One big issue remains: the seam between the two screens. From videos of the Duo it’s clear that there is a seam between the displays, though nowhere near as big as a typical phone bezel. The same videos show the seam to be relatively smooth, with users able to swipe across the hinge in a single action. Both should make it easy for users to “tune out” the seam. That should allow you to use apps such as maps in what Microsoft calls “an extended canvas.” There are some tricks needed for working with these, such as moving menus to a single screen rather than drawing them across the seam.

Of course, you can take advantage of the seam as a natural junction between two parts of a user interface, where two linked views meet. Here it can be the boundary between a list with an associated detail page, or a two-page view into an ebook, or a set of controls for an editor. It’s important to get the sizing right here, so your users don’t find user interface elements leaking from one logical pane to another.

To help you get started Microsoft has a set of GitHub repositories of SDK samples for both native Android and for Xamarin Forms. These provide samples for the key design patterns that Microsoft has identified, showing how to implement them in your applications. You can use these as a framework for your own code. Since they’re open source, there’s always the option of providing a pull request and updating any of the samples as well as adding your own.

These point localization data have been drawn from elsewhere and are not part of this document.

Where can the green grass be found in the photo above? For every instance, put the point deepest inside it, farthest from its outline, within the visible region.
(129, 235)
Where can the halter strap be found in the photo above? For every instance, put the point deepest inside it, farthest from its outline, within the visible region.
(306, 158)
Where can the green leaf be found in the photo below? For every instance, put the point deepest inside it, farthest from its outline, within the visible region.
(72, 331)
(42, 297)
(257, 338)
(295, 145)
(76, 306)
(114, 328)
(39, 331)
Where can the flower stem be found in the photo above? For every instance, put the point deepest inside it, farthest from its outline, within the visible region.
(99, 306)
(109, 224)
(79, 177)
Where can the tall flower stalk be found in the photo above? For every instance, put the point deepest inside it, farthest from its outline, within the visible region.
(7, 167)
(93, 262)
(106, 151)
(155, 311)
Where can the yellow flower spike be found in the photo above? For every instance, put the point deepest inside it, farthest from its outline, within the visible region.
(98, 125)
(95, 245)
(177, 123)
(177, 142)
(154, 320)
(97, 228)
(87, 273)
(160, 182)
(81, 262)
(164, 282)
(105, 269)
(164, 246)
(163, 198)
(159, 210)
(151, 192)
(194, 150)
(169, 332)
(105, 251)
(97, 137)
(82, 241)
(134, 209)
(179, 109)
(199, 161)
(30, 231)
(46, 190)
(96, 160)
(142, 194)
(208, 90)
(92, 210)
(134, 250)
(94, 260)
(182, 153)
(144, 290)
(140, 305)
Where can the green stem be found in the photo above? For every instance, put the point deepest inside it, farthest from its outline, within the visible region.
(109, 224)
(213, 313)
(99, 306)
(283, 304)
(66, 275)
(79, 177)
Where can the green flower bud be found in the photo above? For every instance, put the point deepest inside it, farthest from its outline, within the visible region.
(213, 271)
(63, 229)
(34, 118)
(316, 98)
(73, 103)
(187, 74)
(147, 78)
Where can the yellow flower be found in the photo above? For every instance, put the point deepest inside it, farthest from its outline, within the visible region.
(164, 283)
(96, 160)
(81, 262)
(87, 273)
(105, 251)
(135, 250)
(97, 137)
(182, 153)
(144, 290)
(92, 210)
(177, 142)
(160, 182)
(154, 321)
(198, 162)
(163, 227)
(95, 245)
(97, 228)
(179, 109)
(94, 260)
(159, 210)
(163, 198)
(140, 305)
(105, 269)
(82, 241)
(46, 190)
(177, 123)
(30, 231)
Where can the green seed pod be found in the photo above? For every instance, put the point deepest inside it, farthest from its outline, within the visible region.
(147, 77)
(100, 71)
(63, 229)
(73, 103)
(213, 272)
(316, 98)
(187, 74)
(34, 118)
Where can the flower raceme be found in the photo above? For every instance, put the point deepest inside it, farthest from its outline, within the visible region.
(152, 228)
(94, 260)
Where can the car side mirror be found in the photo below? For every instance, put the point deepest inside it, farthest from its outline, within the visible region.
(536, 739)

Testing apps in the Surface Duo emulator

Part of the SDK is a Surface Duo emulator, designed to work with both Google’s Android Studio and for Xamarin code being developed in Visual Studio. It’s a useful tool, preloaded with a preview version of the dual-screen Microsoft Launcher as well as the Android version of Edge. It’s enough to help you test both desktop and Web applications with what’s likely to be the default launcher and browser for the Duo.

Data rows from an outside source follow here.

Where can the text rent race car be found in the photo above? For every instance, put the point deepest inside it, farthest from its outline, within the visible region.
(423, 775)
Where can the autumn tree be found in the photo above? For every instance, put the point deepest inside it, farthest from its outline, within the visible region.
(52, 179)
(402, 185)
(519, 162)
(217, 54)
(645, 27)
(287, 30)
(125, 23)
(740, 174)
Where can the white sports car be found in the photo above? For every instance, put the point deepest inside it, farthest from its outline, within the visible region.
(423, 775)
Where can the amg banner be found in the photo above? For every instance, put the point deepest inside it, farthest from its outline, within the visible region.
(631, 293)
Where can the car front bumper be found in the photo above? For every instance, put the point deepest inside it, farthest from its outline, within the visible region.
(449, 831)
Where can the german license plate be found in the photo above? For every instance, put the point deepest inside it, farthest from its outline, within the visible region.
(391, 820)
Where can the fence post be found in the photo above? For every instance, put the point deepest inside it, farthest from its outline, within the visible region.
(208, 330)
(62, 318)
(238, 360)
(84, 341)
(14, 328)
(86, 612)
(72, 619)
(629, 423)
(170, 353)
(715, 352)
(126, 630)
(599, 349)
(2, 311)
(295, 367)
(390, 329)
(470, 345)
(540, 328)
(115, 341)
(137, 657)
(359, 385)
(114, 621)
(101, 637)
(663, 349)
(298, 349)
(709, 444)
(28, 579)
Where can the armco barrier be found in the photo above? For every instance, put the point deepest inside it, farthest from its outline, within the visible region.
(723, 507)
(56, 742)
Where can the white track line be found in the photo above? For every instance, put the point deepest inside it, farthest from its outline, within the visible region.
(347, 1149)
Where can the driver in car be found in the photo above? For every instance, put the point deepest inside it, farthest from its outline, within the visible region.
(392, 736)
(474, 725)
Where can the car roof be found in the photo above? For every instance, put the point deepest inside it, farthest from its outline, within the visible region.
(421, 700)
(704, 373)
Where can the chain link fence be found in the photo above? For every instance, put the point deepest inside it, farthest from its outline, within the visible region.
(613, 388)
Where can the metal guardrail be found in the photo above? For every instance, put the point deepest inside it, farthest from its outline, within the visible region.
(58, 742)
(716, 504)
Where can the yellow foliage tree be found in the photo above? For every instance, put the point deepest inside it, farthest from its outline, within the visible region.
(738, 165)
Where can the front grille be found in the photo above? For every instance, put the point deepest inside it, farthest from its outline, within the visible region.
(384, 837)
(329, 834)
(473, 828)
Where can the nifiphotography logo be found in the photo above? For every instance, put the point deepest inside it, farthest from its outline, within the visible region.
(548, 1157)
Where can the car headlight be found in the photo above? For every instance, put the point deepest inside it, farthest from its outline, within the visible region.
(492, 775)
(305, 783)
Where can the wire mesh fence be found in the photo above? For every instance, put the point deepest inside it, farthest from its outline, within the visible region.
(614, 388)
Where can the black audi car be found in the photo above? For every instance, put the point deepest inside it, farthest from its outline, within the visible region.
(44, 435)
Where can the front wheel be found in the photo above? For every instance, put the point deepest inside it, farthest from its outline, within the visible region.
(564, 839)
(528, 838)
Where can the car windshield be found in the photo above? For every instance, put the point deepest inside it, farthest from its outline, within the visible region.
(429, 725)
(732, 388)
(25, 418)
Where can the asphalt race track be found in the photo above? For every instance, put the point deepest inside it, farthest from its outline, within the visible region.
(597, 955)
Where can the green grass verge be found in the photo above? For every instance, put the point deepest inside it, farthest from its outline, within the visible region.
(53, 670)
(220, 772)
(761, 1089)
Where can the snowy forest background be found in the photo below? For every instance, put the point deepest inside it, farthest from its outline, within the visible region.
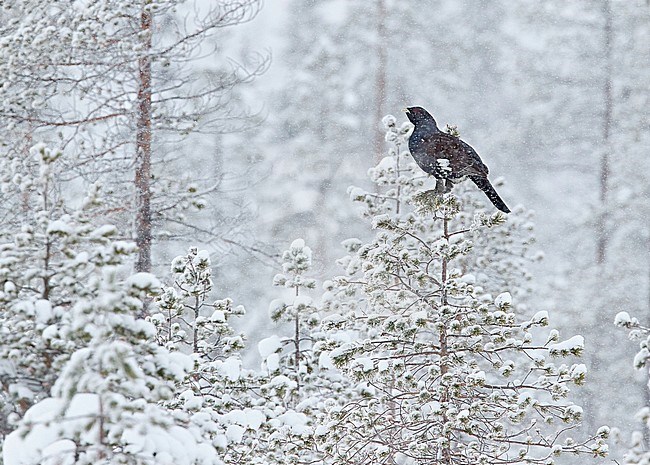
(167, 164)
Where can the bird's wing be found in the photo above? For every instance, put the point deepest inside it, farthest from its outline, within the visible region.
(463, 159)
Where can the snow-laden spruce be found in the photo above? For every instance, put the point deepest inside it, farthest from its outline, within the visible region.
(298, 378)
(46, 262)
(78, 351)
(637, 452)
(449, 369)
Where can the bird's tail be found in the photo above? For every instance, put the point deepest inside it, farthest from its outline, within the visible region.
(483, 184)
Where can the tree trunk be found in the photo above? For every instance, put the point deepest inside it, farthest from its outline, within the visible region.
(601, 233)
(143, 234)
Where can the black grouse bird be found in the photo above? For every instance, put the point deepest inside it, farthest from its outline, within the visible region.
(446, 157)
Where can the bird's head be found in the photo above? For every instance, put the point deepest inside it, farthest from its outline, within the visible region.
(419, 116)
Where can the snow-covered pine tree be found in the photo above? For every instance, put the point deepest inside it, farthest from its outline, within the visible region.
(45, 263)
(119, 83)
(299, 377)
(450, 373)
(87, 371)
(638, 453)
(217, 392)
(106, 404)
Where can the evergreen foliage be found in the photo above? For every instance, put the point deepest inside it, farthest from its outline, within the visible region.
(451, 373)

Although the Duo is a dual-screen device, apps initially launch on a single screen. If you want to test an application on dual screens, grab the white bar at the bottom of the screen and drag it to the middle of the emulator to open the app across both screens. Using this technique can help you work around the gap in the middle of the display where the two screens fold, as well as plan for how you might work with the Duo’s planned on-screen keyboard.

The emulator is fast enough for most purposes, with close to native speed on my main development laptop. You can set it as a target for development code, allowing you test single and dual-screen operations, along with new Xamarin features. Once code is deployed it can be debugged from both Android Studio and Xamarin. There’s even the option of using Android Debug Bridge directly on code that’s been deployed to the simulated device.

If you want to use the emulator from Visual Studio you will need to make some changes to your setup. Microsoft provides a script to add it your development environment, setting the location of the Android SDK and the emulator. Xamarin code for the emulator needs to be built to run on Android 10.0 API 29, as the emulator name isn’t correctly set in the first release. The SDK samples are a good test of both development tooling and the emulator. I was able to get them running with very little intervention using the gradle build scripts from the GitHub sample repository in Android Studio.

Microsoft is clearly putting a lot of effort into getting a new form factor off the ground. Getting tools into the hands of developers early is a big part of this, giving you the opportunity to add affordances for new form factors to existing applications without making significant changes to your code. That’s all while helping you experiment with new applications designed to work with the opportunities that come with a dual-screen device. It’ll be interesting to see what gets built using this new SDK.